Gladwell is right that it took organization, strong ties, and deeply seated moral beliefs among both the black protesters and the white freedom riders and volunteers who eventually rose up to begin changing life for black Americans.  Twitter and YouTube can’t provide the ties, or the organizational structure.  What they can provide is the motivation, the evidence, the “why”.  How much sooner, and how many more, white supporters might have come, how many more black students might have sat in, if lynchings and beatings and rapes of black girls by white men had been caught on cellphone cameras and posted on YouTube.

What was the catalyst that started the Tunisian upheaval? One poor street vendor, despondent and disheartened to the point of self-immolation, became the (literal) match that lit the fuse of revolution.

Can Twitter or SMS really provide the the organizational structure and the belief systems to make thousands turn out in the face of arrest, imprisonment or worse and keep them focused on a long term goal or societal change?  Not at all.  Does it provide the strong familial or social ties that get folks to link arms in front of a machine gun?  Nope.  But…

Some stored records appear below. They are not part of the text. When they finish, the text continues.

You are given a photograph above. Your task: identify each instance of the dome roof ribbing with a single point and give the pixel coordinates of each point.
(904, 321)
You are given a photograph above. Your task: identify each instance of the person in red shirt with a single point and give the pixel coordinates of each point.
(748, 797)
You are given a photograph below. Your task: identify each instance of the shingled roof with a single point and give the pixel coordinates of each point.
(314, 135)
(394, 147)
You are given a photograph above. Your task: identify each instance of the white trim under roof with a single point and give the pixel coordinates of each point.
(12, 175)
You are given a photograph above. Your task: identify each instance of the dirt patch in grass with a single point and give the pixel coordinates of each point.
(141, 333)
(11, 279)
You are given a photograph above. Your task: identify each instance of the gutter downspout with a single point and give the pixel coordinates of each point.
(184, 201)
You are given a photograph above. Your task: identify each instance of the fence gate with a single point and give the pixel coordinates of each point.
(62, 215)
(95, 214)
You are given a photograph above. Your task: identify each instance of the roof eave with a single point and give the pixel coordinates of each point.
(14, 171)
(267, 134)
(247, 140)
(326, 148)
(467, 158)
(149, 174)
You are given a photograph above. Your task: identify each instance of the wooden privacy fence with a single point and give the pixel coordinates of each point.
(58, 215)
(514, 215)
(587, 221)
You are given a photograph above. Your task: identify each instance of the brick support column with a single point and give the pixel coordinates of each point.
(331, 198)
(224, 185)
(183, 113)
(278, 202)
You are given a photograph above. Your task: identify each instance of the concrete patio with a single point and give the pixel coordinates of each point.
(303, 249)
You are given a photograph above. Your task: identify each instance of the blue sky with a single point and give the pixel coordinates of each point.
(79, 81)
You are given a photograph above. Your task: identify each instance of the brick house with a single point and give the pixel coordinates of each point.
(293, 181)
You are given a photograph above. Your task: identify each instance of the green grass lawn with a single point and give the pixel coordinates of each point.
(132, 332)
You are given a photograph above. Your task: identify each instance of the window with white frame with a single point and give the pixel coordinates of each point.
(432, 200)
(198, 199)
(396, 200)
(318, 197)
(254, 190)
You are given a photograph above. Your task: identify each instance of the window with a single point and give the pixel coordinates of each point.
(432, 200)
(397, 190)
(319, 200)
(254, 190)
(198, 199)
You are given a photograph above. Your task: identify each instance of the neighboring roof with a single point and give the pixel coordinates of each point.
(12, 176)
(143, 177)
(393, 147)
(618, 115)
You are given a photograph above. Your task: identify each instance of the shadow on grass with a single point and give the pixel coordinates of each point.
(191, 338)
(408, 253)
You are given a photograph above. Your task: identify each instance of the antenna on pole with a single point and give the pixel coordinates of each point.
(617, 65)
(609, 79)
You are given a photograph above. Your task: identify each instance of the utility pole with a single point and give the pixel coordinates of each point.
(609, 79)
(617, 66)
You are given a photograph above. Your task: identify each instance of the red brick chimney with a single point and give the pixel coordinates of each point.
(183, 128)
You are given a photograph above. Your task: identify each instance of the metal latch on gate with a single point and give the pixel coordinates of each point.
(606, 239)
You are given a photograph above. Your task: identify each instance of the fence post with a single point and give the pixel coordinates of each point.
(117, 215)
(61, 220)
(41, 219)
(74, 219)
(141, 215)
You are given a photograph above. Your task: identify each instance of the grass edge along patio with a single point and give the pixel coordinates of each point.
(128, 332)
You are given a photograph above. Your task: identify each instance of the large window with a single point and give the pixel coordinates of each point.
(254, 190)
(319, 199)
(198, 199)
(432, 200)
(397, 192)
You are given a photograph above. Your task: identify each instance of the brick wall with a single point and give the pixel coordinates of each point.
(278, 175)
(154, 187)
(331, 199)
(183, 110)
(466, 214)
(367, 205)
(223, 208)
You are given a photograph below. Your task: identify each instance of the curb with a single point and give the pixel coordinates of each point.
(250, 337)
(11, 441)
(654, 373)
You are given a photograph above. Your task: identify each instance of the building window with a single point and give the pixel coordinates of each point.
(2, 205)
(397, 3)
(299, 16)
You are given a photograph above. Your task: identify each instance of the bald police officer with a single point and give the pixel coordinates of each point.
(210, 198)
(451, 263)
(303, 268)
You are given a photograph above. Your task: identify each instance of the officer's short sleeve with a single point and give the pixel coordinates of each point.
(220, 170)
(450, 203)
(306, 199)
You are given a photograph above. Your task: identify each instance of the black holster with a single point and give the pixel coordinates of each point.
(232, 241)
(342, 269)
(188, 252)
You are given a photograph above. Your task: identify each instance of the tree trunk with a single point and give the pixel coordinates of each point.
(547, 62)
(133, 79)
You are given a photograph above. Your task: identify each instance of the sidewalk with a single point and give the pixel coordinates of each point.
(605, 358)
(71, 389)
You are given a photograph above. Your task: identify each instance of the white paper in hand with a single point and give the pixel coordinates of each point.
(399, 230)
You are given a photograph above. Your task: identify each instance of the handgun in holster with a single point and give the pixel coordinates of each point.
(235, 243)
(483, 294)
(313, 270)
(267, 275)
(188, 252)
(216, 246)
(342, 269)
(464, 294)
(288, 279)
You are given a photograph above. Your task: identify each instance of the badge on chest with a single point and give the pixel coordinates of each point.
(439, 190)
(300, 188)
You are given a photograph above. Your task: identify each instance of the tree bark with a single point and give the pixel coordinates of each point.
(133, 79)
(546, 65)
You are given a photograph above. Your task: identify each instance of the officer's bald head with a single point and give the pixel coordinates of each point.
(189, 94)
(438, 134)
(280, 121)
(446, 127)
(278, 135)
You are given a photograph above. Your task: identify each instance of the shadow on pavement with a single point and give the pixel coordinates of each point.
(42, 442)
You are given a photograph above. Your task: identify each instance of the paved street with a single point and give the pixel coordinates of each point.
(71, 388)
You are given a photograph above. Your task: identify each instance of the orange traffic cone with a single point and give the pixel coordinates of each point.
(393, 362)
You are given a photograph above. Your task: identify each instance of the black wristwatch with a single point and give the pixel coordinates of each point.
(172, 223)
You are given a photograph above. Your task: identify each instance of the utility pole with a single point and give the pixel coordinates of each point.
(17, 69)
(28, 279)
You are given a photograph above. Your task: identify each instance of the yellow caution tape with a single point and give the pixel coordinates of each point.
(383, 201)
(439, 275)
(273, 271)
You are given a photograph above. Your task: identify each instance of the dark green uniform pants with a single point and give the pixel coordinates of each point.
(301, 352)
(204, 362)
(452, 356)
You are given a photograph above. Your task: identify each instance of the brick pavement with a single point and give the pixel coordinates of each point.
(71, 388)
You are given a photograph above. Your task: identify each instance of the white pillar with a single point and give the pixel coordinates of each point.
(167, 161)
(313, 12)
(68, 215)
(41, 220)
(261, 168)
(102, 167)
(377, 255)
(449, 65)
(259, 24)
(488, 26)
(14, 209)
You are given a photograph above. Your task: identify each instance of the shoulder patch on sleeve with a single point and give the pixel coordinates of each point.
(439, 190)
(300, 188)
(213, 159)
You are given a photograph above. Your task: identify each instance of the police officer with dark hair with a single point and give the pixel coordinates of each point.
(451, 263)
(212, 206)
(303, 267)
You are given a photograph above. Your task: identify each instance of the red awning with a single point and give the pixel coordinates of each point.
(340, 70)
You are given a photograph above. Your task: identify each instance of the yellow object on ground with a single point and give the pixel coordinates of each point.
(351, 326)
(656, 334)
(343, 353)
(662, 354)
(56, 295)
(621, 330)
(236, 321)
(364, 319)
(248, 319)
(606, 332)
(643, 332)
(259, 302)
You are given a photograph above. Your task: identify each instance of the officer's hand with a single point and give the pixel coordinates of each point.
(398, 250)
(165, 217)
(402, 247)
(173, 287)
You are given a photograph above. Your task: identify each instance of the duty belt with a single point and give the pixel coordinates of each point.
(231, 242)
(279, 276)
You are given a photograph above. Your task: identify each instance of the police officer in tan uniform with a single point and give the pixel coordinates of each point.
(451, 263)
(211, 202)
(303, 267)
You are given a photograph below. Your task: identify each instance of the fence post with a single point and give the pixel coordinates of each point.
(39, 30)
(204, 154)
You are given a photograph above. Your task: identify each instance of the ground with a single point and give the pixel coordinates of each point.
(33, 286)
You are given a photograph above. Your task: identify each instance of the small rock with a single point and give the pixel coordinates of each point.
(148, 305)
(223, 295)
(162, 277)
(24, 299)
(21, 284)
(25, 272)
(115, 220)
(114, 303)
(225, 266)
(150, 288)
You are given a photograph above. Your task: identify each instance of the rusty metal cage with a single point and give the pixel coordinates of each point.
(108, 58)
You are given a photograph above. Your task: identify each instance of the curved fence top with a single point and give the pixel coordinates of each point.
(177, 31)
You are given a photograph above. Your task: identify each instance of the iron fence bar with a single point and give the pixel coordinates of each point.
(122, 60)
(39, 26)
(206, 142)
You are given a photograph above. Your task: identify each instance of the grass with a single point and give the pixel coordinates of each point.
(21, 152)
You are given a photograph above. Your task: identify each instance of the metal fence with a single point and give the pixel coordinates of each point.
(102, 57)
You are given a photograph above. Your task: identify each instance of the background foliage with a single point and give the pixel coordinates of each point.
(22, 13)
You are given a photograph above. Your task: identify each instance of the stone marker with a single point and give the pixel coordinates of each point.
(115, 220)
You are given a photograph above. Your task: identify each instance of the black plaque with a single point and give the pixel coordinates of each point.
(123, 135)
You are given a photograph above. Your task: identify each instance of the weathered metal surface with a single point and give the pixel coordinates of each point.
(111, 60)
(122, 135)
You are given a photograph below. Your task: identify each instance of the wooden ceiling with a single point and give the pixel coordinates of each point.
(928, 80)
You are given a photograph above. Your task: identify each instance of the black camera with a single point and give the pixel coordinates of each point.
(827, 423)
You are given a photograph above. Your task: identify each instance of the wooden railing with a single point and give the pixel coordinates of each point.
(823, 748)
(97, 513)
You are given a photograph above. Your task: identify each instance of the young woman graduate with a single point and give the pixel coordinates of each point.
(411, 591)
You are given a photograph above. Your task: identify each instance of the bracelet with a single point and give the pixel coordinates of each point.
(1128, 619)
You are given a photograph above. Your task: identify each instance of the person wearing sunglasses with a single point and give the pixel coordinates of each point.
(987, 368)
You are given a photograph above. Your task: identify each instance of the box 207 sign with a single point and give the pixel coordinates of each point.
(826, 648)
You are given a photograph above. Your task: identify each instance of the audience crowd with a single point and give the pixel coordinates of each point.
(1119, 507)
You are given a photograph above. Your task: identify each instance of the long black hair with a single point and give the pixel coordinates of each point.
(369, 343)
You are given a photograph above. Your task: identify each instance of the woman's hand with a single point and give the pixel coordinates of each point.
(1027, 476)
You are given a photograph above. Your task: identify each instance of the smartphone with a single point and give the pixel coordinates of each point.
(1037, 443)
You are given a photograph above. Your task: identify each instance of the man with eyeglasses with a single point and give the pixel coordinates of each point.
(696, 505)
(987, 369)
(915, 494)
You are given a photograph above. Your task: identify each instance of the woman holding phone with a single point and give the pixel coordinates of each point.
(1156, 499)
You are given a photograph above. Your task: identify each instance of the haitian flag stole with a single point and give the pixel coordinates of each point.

Can it, in seconds and nearly unstoppably, communicate out to a million people the photo, video, report or account of an atrocity, injustice or societal wrong that will get them in the streets and provide the motivation to organize, reach out and engage one’s close ties?

It has (flip phone vid of Saddam Huessein being hanged anyone?), it can and it will.

Like I said, Gladwell wasn’t wrong, in fact I agree with his criticisms of the social-media evangelist set. Social media doesn’t play the role it’s cheerleaders claim.  On this, he’s right. I just think he’s arguing the wrong point.  I’ll close by repeating my own thought from the previous post, for whatever that’s worth.

If, and where, keeping the world from knowing “what’s really happening” is important to maintaining advantage, power or undeserved legitimacy,  the inability to keep the information genie in the bottle ever, at all, anywhere, is going to catch a whole lot of employers, governments and belief systems up short.

From cults to political parties to hate organizations to repressive regimes, the daylight is coming to shine on you and your beliefs.  If you cant say it out loud and in public without losing support, money or legitimacy, know that your days are numbered.  I think, whether in months or years, the end is nigh, and your doom will come not from jackbooted troops, police SWAT teams or even intrepid reporters, but in the form of the individual with a conscience and the cheap, ubiquitous camera phone.

Disclaimer: The views expressed on this blog are mine alone, and do not represent the views, policies or positions of Cyveillance, Inc. or its parent, QinetiQ-North America.  I speak here only for myself and no postings made on this blog should be interpreted as communications by, for or on behalf of, Cyveillance (though I may occasionally plug the extremely cool work we do and the fascinating, if occasionally frightening, research we openly publish.)